<input type=audio>

James Salsman (james@bovik.org)
Mon, 4 Aug 1997 19:40:15 -0700 (PDT)


Date: Mon, 4 Aug 1997 19:40:15 -0700 (PDT)
Message-Id: <199708050240.TAA09293@proxy3.ba.best.com>
To: www-html@w3.org
From: james@bovik.org (James Salsman)
Subject: <input type=audio>

The most important reason that I support the HTML forms 
extension <input type=audio> as an RFC-1867-style MIME 
upload of audio microphone input is the emergence of highly 
useful educational software utilizing the student's spoken 
input for question answering, pronunciation scoring and 
other language-learning applications.  For example, Dr. 
Jack Mostow of Carnegie Mellon states, "The pilot test of 
Project LISTEN's Tutor at Fort Pitt Elementary School 
surpassed our wildest hopes ... [In] pre- and post-tests 
administered by school reading specialists, six third 
graders who started almost three years below grade level 
advanced their reading skills an average of 2.3 years in 
under eight months."  For more info:  http://www.cs.cmu.edu/~listen/ 

The <input type=audio> extension had been proposed to source 
input from a microphone into an audio buffer for RFC-1867-style 
uploading as per <input type=file accept="audio/*"> with the 
default MIME type "audio/basic".  Someone else proposed the 
less useful <input type=scribble>, a two-dimensional analogue 
which would allow the uploading of an arbitrary user-generated 
bitmap.  I was under the impression that at least the former 
had been officially proposed within a year ago.  Are there any 
objections to complete adoption as a standard?
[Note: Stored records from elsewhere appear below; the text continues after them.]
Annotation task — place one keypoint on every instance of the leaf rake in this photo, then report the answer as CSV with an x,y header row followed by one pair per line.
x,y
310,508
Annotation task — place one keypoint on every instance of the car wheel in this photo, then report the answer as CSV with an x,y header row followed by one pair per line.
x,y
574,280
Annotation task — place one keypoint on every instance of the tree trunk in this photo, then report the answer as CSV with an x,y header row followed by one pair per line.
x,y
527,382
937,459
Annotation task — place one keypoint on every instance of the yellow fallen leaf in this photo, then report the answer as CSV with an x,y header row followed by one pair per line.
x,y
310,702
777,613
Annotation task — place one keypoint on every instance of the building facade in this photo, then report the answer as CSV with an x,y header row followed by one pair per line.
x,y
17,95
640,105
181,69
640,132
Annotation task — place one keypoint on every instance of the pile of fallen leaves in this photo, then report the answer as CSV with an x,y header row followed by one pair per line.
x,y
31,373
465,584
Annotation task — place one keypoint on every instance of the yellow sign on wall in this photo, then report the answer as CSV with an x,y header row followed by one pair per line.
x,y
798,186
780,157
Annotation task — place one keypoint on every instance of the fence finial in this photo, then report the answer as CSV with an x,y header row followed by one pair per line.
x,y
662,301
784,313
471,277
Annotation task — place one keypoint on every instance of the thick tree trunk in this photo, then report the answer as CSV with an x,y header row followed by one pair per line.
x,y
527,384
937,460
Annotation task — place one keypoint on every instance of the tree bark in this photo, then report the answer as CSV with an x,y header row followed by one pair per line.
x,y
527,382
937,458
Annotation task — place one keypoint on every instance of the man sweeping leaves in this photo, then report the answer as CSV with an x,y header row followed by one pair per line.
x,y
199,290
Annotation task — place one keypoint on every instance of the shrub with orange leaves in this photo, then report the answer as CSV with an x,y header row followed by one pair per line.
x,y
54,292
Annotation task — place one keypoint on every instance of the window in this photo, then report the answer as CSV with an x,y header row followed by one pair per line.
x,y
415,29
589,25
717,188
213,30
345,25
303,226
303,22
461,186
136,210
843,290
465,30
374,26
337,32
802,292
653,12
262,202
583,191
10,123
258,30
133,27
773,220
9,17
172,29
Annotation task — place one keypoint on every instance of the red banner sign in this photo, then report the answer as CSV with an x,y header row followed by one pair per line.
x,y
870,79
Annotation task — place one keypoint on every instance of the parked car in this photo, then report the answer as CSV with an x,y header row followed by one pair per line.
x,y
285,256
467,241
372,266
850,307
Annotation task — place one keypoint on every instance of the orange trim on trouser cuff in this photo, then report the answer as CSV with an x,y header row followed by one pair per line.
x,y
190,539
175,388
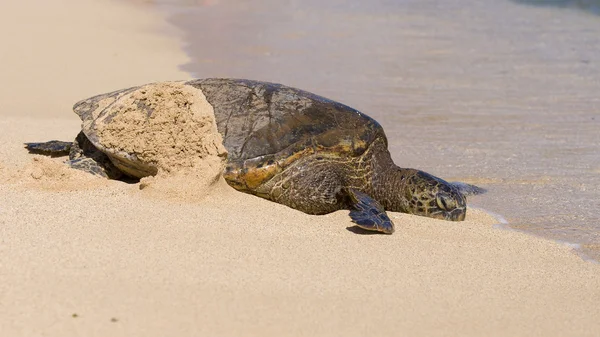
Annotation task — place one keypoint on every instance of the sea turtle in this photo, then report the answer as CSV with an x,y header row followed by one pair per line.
x,y
289,146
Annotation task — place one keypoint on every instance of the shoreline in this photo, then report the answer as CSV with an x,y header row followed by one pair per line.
x,y
87,256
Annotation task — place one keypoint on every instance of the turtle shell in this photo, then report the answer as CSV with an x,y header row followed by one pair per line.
x,y
253,118
260,118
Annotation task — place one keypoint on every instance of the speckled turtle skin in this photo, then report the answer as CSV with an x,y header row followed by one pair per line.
x,y
301,150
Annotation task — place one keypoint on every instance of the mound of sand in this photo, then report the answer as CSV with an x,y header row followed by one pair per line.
x,y
170,127
166,125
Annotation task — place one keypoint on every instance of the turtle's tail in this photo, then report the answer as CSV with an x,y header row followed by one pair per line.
x,y
53,148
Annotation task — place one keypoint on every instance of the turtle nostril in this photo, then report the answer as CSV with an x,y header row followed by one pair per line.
x,y
445,202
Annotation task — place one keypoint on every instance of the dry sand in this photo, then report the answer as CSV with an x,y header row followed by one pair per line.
x,y
83,256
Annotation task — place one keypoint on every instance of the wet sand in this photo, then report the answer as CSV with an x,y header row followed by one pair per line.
x,y
496,93
86,256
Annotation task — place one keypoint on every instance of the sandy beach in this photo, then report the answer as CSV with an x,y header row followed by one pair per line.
x,y
84,256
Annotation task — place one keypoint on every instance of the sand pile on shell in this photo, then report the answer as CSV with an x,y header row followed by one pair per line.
x,y
169,127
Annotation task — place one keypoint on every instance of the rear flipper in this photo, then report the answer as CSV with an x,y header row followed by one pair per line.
x,y
369,214
83,155
53,148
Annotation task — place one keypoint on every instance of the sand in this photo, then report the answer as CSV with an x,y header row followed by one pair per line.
x,y
80,255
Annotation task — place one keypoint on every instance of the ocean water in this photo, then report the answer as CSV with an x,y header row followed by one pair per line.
x,y
503,94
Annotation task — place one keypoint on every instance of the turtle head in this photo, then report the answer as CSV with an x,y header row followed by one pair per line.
x,y
434,197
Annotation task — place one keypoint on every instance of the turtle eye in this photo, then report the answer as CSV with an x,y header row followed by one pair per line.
x,y
445,202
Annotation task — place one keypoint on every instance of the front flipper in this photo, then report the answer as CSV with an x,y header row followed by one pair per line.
x,y
467,189
369,214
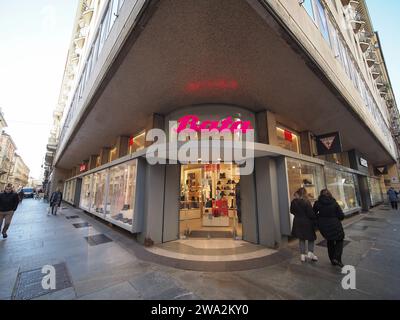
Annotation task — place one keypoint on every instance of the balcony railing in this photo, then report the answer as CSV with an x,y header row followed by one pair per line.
x,y
107,21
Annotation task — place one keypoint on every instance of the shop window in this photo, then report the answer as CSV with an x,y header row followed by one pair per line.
x,y
121,194
113,155
305,175
375,191
210,200
343,187
137,142
98,192
288,139
85,192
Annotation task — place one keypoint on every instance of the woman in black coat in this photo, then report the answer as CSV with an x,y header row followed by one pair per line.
x,y
304,224
330,215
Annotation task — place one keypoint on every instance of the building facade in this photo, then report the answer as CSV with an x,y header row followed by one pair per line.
x,y
7,159
20,173
301,74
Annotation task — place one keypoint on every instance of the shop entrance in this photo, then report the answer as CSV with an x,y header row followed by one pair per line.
x,y
210,205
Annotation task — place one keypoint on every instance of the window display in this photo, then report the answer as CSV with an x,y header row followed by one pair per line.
x,y
69,191
137,142
288,139
210,199
121,194
305,175
343,187
85,192
98,192
375,191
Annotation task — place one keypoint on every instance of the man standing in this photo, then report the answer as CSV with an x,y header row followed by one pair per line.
x,y
9,201
55,201
392,197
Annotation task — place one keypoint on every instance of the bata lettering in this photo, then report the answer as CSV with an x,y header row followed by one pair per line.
x,y
192,122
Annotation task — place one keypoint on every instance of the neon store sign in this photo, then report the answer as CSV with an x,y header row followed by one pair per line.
x,y
193,122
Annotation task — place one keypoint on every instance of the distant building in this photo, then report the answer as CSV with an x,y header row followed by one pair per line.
x,y
7,154
20,173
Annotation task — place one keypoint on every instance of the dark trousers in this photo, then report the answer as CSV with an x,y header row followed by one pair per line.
x,y
335,249
54,208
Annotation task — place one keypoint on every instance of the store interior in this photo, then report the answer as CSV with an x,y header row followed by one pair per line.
x,y
210,201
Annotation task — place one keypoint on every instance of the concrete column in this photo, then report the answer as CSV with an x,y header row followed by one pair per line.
x,y
153,204
306,143
122,146
249,208
155,121
267,202
92,161
104,155
364,193
266,128
171,203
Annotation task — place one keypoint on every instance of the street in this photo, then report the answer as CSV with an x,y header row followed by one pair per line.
x,y
108,266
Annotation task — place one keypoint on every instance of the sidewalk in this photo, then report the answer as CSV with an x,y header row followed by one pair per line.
x,y
107,266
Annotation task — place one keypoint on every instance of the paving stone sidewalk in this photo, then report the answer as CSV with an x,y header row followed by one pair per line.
x,y
100,263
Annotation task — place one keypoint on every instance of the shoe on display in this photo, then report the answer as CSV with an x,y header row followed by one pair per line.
x,y
312,256
337,263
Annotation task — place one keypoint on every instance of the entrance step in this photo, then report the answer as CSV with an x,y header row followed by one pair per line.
x,y
210,234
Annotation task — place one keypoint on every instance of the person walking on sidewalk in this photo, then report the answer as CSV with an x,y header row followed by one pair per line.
x,y
8,204
393,198
55,201
304,224
330,215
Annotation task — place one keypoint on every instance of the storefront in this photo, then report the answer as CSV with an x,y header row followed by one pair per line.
x,y
210,201
110,193
375,191
168,201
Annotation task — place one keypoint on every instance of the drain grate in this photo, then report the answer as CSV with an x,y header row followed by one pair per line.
x,y
29,283
324,243
97,239
357,227
82,225
374,219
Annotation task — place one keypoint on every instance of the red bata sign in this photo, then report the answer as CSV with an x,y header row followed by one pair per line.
x,y
192,122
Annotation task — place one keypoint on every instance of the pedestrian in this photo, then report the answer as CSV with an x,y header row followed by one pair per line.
x,y
21,195
8,204
55,201
304,224
393,198
330,215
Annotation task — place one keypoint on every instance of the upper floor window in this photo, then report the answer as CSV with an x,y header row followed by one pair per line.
x,y
288,139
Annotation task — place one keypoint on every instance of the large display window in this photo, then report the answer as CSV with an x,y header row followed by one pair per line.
x,y
69,191
305,175
343,186
210,201
98,192
86,192
375,191
121,194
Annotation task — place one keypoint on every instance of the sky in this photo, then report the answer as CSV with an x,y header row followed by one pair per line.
x,y
34,42
385,16
35,37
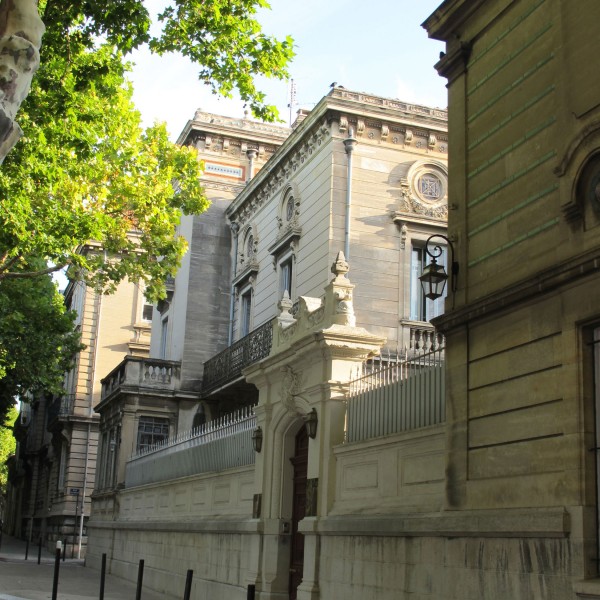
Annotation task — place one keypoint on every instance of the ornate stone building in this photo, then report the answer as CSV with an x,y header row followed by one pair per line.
x,y
255,317
520,517
53,475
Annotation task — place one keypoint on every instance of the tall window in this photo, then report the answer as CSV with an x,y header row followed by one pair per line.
x,y
164,333
596,355
147,312
151,430
245,312
421,308
286,275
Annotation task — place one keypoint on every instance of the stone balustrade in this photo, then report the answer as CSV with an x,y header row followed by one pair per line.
x,y
152,373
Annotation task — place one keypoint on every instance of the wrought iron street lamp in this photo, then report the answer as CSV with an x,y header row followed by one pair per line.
x,y
257,439
310,422
434,276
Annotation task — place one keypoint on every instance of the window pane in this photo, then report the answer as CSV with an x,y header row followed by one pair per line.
x,y
246,313
151,430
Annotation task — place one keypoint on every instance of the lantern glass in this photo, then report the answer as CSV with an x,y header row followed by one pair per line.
x,y
433,280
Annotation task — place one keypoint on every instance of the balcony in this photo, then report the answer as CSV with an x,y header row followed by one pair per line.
x,y
142,374
419,337
60,408
227,366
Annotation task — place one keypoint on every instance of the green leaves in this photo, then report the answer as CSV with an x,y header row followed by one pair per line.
x,y
227,43
221,36
85,171
37,339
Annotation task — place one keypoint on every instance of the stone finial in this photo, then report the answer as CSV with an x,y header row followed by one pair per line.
x,y
285,306
340,267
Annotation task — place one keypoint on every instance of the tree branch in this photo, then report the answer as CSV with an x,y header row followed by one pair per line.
x,y
31,274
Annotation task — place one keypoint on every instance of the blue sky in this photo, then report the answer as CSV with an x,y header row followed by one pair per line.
x,y
377,47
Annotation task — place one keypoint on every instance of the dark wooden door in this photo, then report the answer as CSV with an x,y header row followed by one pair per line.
x,y
300,463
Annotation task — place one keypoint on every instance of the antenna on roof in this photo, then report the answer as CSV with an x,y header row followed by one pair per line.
x,y
292,99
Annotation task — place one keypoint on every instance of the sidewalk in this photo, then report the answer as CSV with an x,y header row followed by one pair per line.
x,y
26,580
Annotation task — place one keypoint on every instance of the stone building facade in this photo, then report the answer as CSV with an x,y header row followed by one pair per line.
x,y
522,367
54,471
359,173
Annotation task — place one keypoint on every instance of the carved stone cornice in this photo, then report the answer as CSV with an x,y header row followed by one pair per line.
x,y
280,175
289,235
377,101
234,188
454,63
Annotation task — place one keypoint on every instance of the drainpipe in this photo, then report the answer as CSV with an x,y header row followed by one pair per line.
x,y
87,456
235,230
349,143
252,154
90,413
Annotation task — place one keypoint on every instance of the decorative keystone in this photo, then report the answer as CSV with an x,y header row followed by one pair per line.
x,y
285,305
340,267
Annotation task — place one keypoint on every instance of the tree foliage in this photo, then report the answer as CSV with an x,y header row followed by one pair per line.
x,y
85,171
37,340
85,187
7,445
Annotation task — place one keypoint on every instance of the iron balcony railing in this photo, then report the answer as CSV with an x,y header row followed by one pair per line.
x,y
61,407
395,396
228,365
224,443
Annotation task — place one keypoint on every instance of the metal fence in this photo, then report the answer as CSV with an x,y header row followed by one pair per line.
x,y
395,395
221,444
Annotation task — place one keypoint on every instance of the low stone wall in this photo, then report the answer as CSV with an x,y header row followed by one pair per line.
x,y
217,551
399,472
225,494
202,522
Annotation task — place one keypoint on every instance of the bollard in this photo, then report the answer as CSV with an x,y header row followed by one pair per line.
x,y
56,569
102,576
138,592
188,585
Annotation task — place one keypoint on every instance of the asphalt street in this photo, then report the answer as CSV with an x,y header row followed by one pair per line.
x,y
22,579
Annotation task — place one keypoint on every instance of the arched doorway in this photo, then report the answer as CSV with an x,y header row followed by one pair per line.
x,y
300,465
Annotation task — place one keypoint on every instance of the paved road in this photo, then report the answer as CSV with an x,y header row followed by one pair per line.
x,y
26,580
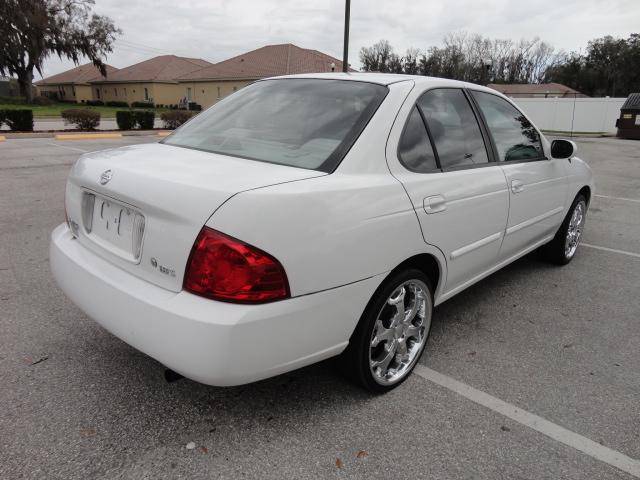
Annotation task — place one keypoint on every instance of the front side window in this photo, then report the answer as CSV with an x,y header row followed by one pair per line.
x,y
415,150
453,127
514,136
307,123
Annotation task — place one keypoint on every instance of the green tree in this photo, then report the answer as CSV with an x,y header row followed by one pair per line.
x,y
610,66
33,30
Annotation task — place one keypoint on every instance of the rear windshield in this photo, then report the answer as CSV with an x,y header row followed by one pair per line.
x,y
306,123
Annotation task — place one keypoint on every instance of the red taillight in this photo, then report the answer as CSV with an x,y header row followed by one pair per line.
x,y
224,268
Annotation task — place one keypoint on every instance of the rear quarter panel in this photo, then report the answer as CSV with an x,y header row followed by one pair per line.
x,y
338,229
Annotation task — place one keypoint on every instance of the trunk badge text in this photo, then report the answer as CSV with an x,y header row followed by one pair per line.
x,y
167,271
105,177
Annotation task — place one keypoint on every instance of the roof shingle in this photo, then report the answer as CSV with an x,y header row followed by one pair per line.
x,y
83,74
268,61
164,68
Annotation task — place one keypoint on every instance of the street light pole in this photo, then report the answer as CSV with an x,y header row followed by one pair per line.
x,y
345,51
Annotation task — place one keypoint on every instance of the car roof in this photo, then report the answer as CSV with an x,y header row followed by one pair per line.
x,y
386,78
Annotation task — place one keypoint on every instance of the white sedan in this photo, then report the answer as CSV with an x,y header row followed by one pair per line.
x,y
311,216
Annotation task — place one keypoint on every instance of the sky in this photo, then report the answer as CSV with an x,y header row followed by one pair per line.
x,y
219,29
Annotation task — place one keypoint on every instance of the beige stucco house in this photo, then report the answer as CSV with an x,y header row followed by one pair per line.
x,y
73,85
210,84
170,80
154,80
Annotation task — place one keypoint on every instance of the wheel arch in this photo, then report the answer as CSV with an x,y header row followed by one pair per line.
x,y
586,192
426,263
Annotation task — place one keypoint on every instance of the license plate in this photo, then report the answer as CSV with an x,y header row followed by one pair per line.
x,y
113,225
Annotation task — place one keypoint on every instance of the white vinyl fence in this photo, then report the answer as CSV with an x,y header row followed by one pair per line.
x,y
584,115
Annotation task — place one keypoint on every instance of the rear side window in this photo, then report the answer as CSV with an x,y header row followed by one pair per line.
x,y
415,149
453,127
306,123
514,136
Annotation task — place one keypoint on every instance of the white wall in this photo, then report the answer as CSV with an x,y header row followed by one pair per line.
x,y
591,114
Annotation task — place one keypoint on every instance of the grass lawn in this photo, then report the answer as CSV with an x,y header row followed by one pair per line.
x,y
53,111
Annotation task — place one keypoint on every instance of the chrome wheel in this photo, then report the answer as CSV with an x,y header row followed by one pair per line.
x,y
574,229
400,332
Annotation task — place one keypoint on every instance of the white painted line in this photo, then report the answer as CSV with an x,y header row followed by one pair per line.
x,y
618,198
539,424
606,249
70,148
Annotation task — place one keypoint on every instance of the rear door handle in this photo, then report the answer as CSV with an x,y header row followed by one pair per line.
x,y
517,186
434,204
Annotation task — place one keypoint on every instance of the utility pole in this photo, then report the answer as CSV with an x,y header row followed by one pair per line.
x,y
345,51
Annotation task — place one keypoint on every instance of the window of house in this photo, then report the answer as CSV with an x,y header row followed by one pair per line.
x,y
453,128
415,149
514,136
As an aside from personal experience with consonant recognition, 
I should point out that the MIME type "audio/basic" is 
insufficient for most speech recognition application unless 
advanced noise-reduction pre-processing is applied.  In general, 
please make sure that all the audio signals used for phonology 
have a digital input of at least 16 bits of voxel (or D-to-A 
converter) resolution at 11,025 samples/sec, preferably 22,050.  
It is important to use as much of the available AC range as 
possible (perhaps using microphone preamplifiers) without 
introducing more noise than automatic gain control algorithms 
would.  A good source for these issues is:  _Objective Measures 
of Speech Quality_, by S. R. Quackenbush, T. P. Barnwell, and 
M. A. Clements (Englewood Cliffs, N.J.: Prentice Hall, 1988).

Sincerely,
:James Salsman

P.S., This formula is useful for phonological coding, but 
I have not yet registered a MIME type for it:

CDFT( ln( (|DFT(frame)| * mel_scale_spectrum) +1e-24 ) 
      / 
      ln( mean(|DFT(frame)| * mel_scale_spectrum) +1e-24 ) 
) 
 ; polar complex speech cepstrum with power and voicing 
--> 
 { spectral mean power as 8-bit log (e.g N where mu = 1.06**(-N) ), 
   spectral variance power (or standard deviation) 
     as 8-bit fixed-point normal (or standard) score, 
  <quefrency: gamnitude, saphe> 
  | quefrency in 1..N or {1, 2, 3-4, 5-8, 9-16 ...} or other partial CFFT 
} 
where 
 DFT = Fast (Discrete) Fourier Transform, 
     |DFT()|: FFT with real output (length:  1024 or 512), 
     CDFT: complex FFT (length:  512 or 256, respectivly); 
 frame = trapezoidal or Hamming window on observed speech signal, 
     monophonic 16-bit waveform sampled at 11025.Hz, 
     overlapping once (i.e., dual coverage); 
 mel_scale_spectrum[f:Hz] = ( 1.65 - 5.4e-6*f*ln(f) - 4.39/ln(f) ) * C; 
     C positive scalar. 

Sincere regards, 
:James Salsman